Don’t be the “Hero” CEO
Founding CEOs hold a special place in the startup culture, and for good reason. After all, it takes a special kind of person to create something from nothing. To see an opportunity and go after it. To persevere through all the inevitable ups and downs.
The place we hold for founder CEOs is reinforced by media. Any time there is a story about a company, that story is inevitably about the founder. Square has over 4,000 employees, but when the press write about Square, they write specifically about their CEO Jack Dorsey, who is only running the company part time (while also running Twitter).
There is a danger, for both CEOs and employees in falling for this founder “hero” CEO culture.

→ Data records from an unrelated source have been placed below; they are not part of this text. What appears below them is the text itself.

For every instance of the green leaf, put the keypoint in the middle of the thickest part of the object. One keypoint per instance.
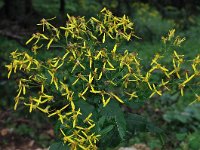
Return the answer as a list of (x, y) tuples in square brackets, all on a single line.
[(113, 110), (106, 130), (121, 125), (136, 122), (85, 107), (58, 146)]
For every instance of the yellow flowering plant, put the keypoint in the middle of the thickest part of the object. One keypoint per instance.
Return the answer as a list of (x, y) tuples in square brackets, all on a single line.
[(80, 75)]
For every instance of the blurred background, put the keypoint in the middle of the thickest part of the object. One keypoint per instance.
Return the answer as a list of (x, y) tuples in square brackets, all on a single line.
[(152, 18)]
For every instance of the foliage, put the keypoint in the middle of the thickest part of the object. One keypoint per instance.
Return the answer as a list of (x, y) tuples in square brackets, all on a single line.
[(90, 86)]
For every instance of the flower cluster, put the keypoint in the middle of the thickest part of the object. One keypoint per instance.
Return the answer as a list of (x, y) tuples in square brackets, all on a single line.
[(73, 63)]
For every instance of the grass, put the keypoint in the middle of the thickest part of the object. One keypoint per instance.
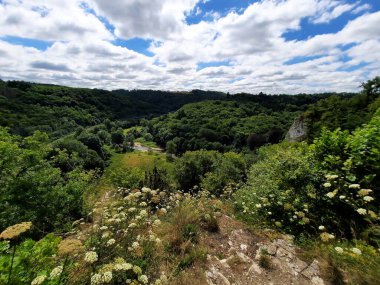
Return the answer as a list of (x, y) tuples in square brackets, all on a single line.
[(143, 160), (346, 267), (146, 143)]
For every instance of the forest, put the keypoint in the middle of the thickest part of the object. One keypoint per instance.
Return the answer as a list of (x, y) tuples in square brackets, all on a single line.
[(131, 186)]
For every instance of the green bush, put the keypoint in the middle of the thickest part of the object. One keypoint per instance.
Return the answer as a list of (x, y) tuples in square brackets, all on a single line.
[(330, 188), (31, 259)]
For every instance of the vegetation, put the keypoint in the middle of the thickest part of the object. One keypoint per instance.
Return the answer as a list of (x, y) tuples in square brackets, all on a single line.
[(83, 204)]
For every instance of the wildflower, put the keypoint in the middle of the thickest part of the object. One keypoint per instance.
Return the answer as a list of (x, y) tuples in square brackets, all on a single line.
[(361, 211), (91, 257), (96, 279), (107, 277), (305, 220), (132, 225), (137, 270), (338, 249), (372, 214), (39, 280), (287, 206), (70, 246), (368, 198), (143, 213), (143, 279), (356, 251), (56, 272), (15, 230), (326, 236), (331, 177)]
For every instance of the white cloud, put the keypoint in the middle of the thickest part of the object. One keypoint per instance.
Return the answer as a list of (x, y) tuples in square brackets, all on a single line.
[(51, 20), (156, 19), (329, 10)]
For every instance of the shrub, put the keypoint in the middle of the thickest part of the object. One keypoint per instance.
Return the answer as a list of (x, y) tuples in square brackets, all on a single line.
[(330, 188)]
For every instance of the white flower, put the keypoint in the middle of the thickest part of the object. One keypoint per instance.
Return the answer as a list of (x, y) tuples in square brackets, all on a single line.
[(331, 176), (56, 272), (338, 249), (137, 270), (354, 186), (356, 251), (38, 280), (96, 279), (368, 198), (107, 277), (122, 266), (361, 211), (91, 257), (143, 279)]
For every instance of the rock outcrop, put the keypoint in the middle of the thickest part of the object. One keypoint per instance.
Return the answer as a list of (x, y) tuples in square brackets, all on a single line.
[(237, 259)]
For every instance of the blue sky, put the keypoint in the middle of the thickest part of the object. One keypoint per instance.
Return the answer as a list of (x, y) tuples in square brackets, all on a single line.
[(274, 46)]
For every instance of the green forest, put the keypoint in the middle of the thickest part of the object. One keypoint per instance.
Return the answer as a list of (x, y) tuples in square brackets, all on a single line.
[(134, 187)]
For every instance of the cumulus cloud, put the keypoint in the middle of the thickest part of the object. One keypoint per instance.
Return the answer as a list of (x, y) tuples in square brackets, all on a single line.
[(252, 43), (156, 19)]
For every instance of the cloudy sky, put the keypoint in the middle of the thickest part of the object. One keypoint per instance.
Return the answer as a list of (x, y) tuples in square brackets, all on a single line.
[(274, 46)]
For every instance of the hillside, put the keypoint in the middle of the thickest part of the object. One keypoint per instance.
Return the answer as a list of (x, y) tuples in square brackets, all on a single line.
[(88, 198)]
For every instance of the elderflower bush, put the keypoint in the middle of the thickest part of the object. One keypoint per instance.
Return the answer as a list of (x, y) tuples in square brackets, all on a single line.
[(328, 189)]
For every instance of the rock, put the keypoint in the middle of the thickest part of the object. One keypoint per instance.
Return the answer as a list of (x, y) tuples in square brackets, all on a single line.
[(243, 257), (255, 268), (317, 281), (214, 277)]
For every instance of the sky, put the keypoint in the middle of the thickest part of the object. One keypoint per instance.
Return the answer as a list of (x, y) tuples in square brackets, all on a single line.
[(270, 46)]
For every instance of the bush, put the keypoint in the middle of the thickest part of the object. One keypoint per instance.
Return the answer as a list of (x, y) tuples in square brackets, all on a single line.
[(330, 188)]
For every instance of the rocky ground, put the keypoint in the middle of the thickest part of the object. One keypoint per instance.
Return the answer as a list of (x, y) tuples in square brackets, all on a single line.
[(236, 256)]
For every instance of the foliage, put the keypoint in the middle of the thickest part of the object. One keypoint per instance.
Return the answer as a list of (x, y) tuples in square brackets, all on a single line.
[(344, 112), (32, 189), (224, 125), (31, 260), (209, 169), (330, 188), (128, 177)]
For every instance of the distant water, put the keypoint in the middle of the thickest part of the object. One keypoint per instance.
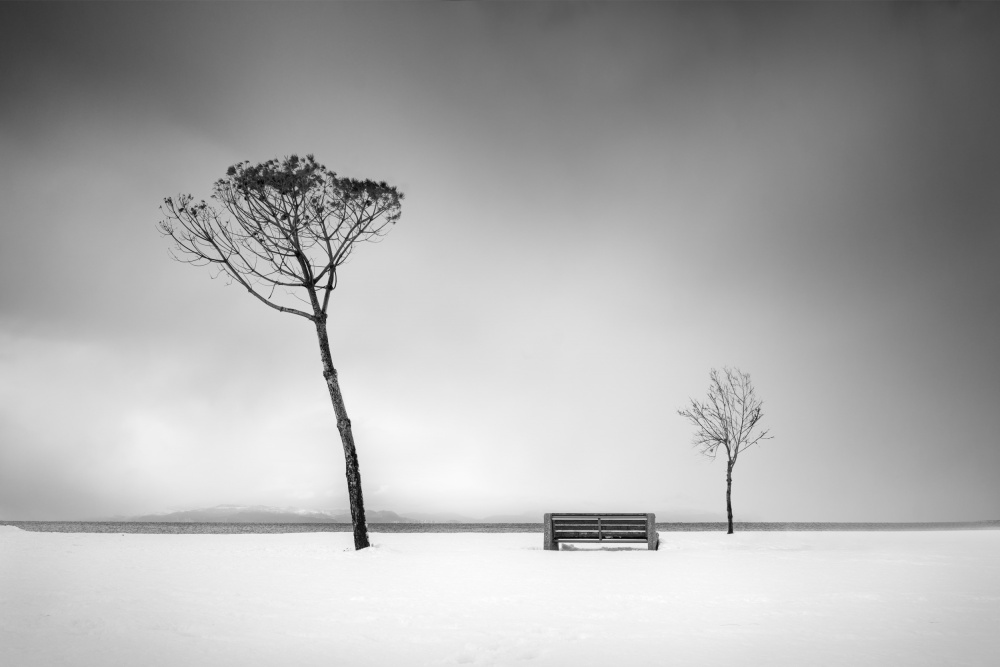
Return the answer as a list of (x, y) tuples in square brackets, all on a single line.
[(235, 528)]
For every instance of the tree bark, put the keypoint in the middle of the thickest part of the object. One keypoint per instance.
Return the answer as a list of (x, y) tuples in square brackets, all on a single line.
[(729, 497), (346, 437)]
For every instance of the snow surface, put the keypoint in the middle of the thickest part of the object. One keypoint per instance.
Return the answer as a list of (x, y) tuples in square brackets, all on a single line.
[(754, 598)]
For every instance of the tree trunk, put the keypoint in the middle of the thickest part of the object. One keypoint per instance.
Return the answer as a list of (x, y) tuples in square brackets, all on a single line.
[(346, 437), (729, 497)]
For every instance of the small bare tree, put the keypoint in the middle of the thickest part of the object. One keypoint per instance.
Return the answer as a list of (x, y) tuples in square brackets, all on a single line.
[(728, 420), (281, 229)]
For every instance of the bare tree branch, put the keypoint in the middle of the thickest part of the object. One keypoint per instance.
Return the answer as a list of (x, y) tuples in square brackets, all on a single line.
[(727, 420), (281, 229)]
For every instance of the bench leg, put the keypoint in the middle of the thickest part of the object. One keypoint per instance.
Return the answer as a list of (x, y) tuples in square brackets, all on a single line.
[(550, 538)]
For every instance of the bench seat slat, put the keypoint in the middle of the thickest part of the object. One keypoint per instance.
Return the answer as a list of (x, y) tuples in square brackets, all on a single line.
[(605, 528)]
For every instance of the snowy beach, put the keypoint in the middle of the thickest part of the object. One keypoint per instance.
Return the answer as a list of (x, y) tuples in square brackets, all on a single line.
[(754, 598)]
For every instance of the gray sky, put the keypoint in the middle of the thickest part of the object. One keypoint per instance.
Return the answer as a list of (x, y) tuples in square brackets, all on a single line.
[(602, 203)]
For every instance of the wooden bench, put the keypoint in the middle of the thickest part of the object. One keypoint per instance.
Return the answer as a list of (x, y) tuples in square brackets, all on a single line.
[(608, 529)]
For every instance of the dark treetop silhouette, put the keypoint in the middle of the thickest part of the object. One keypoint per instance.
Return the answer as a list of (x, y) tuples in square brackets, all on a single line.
[(281, 230), (727, 420)]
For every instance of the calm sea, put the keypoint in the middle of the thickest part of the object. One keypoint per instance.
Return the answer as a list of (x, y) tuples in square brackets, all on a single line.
[(230, 528)]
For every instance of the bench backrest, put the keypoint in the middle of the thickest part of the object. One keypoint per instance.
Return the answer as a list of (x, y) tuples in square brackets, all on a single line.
[(566, 527)]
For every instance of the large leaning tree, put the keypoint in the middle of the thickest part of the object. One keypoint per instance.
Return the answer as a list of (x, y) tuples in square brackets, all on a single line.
[(282, 229), (728, 422)]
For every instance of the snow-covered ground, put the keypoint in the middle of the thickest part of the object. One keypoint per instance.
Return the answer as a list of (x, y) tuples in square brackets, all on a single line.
[(767, 598)]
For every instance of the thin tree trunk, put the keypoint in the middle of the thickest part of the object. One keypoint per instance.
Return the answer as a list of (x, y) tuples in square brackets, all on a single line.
[(729, 498), (346, 437)]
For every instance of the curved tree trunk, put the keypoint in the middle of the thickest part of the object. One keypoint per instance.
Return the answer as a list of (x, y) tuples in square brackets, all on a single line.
[(729, 498), (346, 437)]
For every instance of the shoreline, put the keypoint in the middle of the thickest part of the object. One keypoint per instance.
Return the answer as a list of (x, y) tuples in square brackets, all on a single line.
[(178, 528)]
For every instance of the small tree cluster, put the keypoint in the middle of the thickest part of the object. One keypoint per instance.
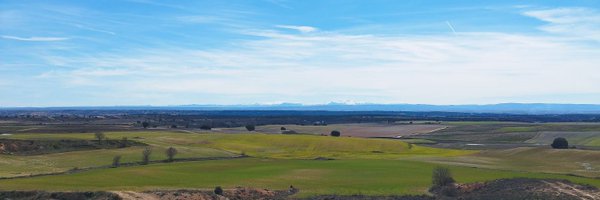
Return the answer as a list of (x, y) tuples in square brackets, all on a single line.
[(116, 161), (250, 127), (335, 133), (146, 155), (145, 124), (99, 136), (123, 142), (442, 177), (218, 190)]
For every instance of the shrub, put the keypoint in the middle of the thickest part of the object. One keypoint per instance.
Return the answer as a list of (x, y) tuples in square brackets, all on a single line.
[(145, 124), (560, 143), (99, 136), (219, 190), (171, 152), (335, 133), (146, 155), (449, 191), (123, 142), (205, 127), (442, 177), (116, 161)]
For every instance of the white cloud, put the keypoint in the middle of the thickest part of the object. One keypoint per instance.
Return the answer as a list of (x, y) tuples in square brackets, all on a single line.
[(303, 29), (35, 39), (583, 23), (323, 67)]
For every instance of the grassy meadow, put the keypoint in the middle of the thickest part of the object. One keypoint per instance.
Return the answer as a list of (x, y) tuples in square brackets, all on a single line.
[(357, 165)]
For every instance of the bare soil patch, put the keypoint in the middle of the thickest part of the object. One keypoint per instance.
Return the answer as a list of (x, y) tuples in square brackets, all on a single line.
[(355, 130), (37, 147)]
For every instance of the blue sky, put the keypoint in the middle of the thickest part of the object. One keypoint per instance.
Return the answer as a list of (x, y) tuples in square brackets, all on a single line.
[(151, 52)]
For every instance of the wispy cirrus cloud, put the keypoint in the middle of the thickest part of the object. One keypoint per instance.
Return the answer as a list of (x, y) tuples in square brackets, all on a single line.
[(583, 23), (469, 67), (34, 39), (303, 29)]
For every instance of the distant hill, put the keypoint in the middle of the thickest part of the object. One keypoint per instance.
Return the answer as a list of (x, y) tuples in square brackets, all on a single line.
[(508, 108)]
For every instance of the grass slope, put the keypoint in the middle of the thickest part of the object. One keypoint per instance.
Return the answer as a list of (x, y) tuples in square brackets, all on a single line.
[(212, 145), (371, 177)]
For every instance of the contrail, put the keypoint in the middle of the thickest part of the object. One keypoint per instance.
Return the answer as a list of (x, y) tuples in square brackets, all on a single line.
[(451, 27)]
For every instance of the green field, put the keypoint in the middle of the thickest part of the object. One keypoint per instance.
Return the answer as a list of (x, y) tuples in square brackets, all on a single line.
[(372, 177), (193, 145), (365, 166)]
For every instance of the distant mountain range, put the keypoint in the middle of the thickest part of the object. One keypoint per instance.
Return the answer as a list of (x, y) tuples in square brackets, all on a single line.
[(512, 108)]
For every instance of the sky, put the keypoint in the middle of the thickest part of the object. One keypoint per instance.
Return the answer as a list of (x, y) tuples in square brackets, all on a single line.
[(153, 52)]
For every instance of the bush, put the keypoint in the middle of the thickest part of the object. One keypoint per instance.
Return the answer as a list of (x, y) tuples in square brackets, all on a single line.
[(560, 143), (219, 190), (449, 191), (116, 161), (123, 142), (442, 177), (205, 127), (99, 136), (171, 152), (335, 133), (146, 155)]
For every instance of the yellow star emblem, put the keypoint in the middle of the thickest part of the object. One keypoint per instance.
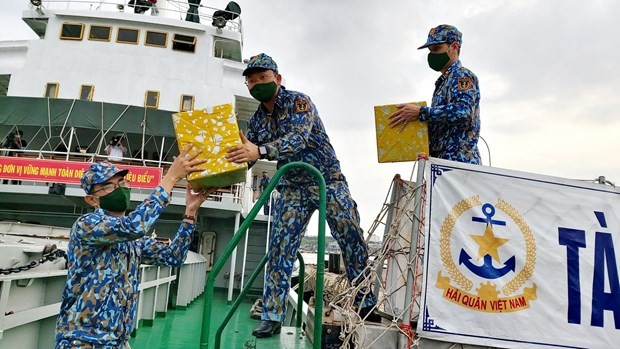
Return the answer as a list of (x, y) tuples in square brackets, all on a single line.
[(488, 243)]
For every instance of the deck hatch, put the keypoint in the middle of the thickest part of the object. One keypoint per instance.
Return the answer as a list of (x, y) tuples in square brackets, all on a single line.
[(185, 43), (72, 31), (99, 33), (128, 36)]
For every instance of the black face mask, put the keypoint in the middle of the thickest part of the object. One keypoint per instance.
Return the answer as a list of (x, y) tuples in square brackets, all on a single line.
[(438, 60)]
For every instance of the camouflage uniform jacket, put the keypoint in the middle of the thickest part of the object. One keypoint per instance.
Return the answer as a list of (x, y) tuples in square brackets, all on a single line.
[(104, 256), (295, 132), (454, 116)]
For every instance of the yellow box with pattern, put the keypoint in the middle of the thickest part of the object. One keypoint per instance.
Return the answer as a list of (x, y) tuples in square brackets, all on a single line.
[(399, 144), (213, 131)]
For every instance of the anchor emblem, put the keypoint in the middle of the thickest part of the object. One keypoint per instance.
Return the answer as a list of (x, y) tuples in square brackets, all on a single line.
[(488, 245)]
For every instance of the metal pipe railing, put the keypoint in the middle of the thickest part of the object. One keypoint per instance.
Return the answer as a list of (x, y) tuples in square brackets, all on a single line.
[(219, 265)]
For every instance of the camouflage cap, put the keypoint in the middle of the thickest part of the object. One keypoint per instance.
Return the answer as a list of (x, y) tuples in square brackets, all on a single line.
[(443, 33), (259, 62), (99, 172)]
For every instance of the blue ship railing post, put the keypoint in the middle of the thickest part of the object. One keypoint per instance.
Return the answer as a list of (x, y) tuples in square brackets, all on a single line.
[(210, 284), (300, 289)]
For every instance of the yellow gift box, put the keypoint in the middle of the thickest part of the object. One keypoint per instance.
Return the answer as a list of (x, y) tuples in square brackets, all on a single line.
[(399, 144), (212, 132)]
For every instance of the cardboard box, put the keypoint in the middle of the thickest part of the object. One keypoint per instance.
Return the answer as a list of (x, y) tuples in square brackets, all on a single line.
[(399, 144), (213, 132)]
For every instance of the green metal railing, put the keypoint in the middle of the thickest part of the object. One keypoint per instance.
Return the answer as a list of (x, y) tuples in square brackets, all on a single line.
[(221, 261)]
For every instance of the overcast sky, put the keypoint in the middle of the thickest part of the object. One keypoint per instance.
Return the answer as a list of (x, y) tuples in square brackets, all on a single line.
[(547, 72)]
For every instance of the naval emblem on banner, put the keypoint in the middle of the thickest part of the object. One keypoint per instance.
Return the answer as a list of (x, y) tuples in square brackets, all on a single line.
[(477, 278)]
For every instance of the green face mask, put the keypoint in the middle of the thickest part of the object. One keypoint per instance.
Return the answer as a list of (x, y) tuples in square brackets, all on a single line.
[(116, 201), (438, 60), (264, 92)]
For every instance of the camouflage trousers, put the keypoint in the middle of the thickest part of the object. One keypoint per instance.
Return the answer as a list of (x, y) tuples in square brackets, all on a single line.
[(291, 213)]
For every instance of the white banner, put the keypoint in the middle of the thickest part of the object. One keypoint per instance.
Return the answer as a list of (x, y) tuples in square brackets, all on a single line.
[(519, 260)]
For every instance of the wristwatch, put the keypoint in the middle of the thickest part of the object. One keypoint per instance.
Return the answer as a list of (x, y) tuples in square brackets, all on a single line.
[(262, 152)]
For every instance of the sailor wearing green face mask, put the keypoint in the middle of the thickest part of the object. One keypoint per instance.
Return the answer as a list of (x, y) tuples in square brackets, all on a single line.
[(286, 127), (454, 115)]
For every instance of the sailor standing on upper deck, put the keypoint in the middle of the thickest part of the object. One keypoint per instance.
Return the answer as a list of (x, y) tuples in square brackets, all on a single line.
[(454, 116), (286, 127)]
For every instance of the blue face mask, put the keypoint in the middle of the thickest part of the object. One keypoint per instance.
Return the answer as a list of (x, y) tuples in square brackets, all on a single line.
[(116, 201)]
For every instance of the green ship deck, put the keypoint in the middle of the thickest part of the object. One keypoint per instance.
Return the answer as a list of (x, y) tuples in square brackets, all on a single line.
[(180, 329)]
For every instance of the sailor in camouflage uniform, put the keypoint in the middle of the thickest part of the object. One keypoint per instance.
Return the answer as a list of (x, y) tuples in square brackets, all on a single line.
[(287, 128), (454, 115), (106, 248)]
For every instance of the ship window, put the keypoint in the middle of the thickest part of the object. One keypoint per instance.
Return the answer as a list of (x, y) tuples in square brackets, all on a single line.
[(128, 36), (86, 92), (187, 102), (227, 49), (99, 33), (151, 99), (51, 90), (184, 43), (156, 39), (72, 31)]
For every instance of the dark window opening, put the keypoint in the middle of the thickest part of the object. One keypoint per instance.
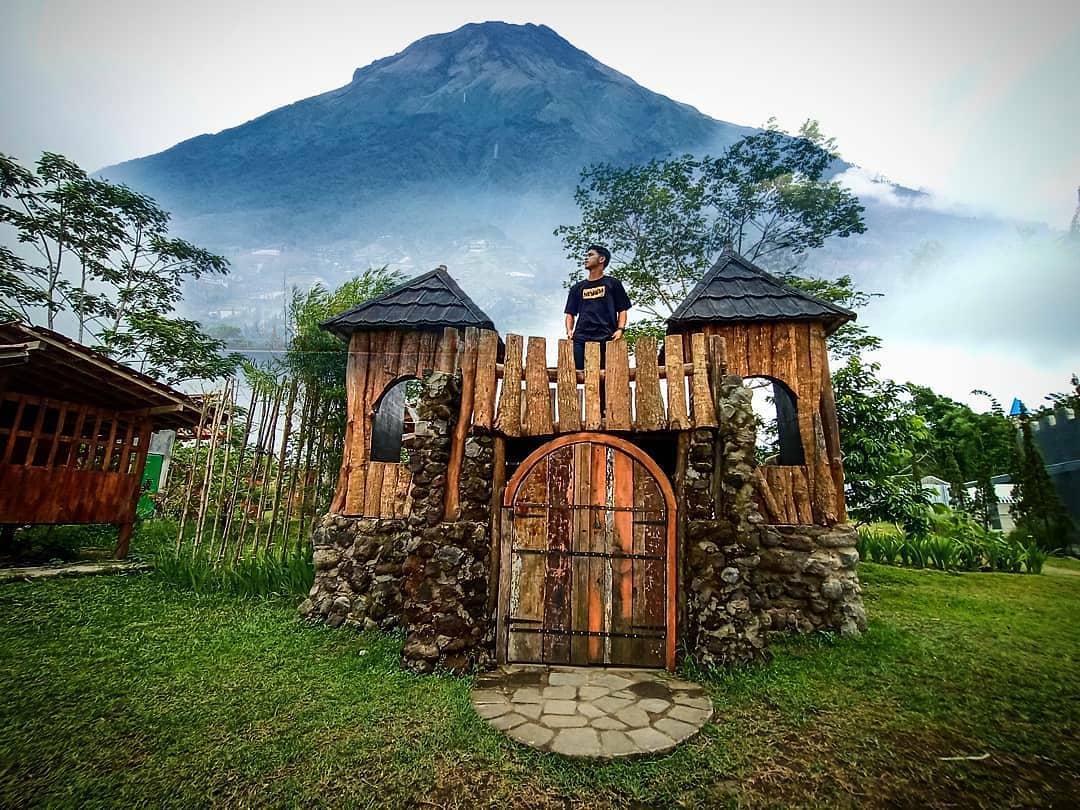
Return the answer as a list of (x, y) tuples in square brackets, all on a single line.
[(779, 440), (394, 421)]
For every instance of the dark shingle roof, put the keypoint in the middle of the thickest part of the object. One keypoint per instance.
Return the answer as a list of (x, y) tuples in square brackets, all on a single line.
[(430, 300), (737, 289)]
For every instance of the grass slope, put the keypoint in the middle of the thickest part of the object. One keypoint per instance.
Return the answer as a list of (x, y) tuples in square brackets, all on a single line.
[(122, 691)]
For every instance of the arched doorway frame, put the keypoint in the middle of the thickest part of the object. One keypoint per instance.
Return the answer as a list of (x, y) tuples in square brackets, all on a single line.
[(507, 538)]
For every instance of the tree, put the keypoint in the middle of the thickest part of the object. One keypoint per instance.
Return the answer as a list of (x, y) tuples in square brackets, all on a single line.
[(666, 220), (106, 258), (879, 428), (1038, 509)]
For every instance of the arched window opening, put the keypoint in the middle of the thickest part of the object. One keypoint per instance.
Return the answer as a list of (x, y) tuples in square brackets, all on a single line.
[(394, 423), (775, 405)]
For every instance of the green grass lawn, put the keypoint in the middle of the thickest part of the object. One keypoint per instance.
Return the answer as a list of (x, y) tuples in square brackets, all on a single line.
[(120, 691)]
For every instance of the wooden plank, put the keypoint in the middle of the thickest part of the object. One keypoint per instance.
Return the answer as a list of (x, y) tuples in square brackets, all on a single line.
[(446, 355), (538, 417), (677, 417), (649, 405), (426, 353), (57, 436), (354, 463), (800, 491), (509, 420), (505, 523), (558, 584), (704, 410), (496, 572), (582, 534), (469, 356), (569, 410), (594, 419), (527, 571), (373, 489), (484, 400), (618, 386), (598, 543), (622, 570), (36, 433)]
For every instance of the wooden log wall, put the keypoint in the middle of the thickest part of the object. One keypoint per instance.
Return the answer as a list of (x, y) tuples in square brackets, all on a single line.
[(795, 354), (377, 360)]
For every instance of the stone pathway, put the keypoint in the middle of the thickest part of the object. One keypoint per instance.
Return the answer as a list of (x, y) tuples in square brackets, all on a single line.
[(592, 712)]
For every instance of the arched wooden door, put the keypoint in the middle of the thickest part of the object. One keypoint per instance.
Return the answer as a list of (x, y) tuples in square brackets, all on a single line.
[(588, 554)]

For employees, on the hand, this larger than life CEO can be a reason to join a company. It’s like a magnet. But if you believe that this hero CEO is making all the key decisions, this is ultimately dis-empowering. Especially for the senior leaders who report to or directly interact with that CEO.
This “hero” CEO persona is even more dangerous for the CEOs themselves. There is constant pressure on you to have all the answers, to always be ON. Everyone wants a piece of you. You go from meeting to meeting to meeting.
It can feed your ego to constantly be needed. To come to the rescue and make so many decisions. But it is just creating a culture of dependency and will drain you.
The best people want more autonomy. This applies at all levels of seniority. Depending on a “hero” CEO to make all the calls doesn’t breed a culture of autonomy.
Instead of carrying the weight of the world on your shoulders, distribute the load across your team. In all too many companies, over-burdened CEOs and CXOs are offset by VPs, directors and managers dying for more responsibility.
Suggestions:
Leverage all the collective brains in your company. Push down accountability and decision-making, ideally to the level of the teams implementing those decisions.
Coach, support and empower those teams and individuals to make great decisions.
Continually reinforce vision, mission and values so that your employees have a common framework for making decisions.
Questions to consider:
Does this post describe the dynamic in your company? If so, do you think there is a better way?
Is it possible for your senior team and the levels below them to take some of the load of you?
If you distributed authority and decision making more evenly in your company what impact would that have on engagement, retention, speed, etc?
What would that enable you to do that you are not doing today?